My interest, here, is not so much about Nabokov's abilities as a screenplay writer, if we consider present day movie-making (a sequence of 3 sec planes, for example), or his innovative insertion of movie-making tactics into his novels.
By the actual developments in games and movies, with the emergence of different languages and velocity to express human ordeals and sentiments, also by the speed in which they supersede one another, I started to wonder if last century's novels, their written text I mean, shall one day become incomprehensible to modern readers, trained as they are in the fast moving resources which are now available for them.

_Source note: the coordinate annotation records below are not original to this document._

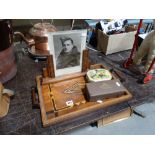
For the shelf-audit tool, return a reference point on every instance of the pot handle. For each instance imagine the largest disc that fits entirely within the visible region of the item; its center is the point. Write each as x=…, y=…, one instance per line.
x=30, y=42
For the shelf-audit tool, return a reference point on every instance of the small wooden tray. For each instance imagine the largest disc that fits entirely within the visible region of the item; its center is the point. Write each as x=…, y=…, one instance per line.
x=55, y=92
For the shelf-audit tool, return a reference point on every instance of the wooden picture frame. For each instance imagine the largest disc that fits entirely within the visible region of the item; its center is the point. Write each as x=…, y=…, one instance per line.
x=66, y=48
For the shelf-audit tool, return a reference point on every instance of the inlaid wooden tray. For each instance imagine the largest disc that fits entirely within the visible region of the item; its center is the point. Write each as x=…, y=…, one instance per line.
x=64, y=98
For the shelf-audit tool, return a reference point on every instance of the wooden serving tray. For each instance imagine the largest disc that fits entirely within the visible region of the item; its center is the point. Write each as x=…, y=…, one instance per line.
x=55, y=92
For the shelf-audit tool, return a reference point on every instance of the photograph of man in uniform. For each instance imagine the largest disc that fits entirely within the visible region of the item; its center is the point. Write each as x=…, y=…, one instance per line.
x=69, y=55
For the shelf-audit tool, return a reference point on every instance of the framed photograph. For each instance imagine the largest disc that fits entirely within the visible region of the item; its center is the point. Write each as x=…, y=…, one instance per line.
x=66, y=48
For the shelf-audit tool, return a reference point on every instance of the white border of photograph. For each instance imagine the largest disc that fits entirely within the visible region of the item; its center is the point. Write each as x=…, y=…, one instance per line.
x=80, y=40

Another perspective on Fassbinder's film "Despair", "which was adapted from Nabokov's 1934 novel of the same name, also abounds with scenes that need to be tactfully handled, for all that the actress who plays Herman's dim-witted wife has been overly sexualized...The comic effect that Fassbinder thus achieves serves to reinforce the audience's awareness that Herman has 'slipped out' of normality and now exists in the parallel world of his imagination. Fassbinder intensifies this feeling with the set design; he fills the apartment with a multitude of mirrors. The intersecting reflections support the illusion of duality..." and, probably, some answers to the item I propose for the discussion of the Nab-List, can be found in the internet. I refer to Yuri Leving, "Filming Nabokov" ( On the Visual Poetics of the Text) published in Russian Studies in Literature, vol. 40, n.3, Summer 2004, p 6-31.


* - "não contem com o fim do livro" (Ed.Record,2010) "N´espérez pas vous débarasser des livres" by U. Eco and J-C Carrière,2009.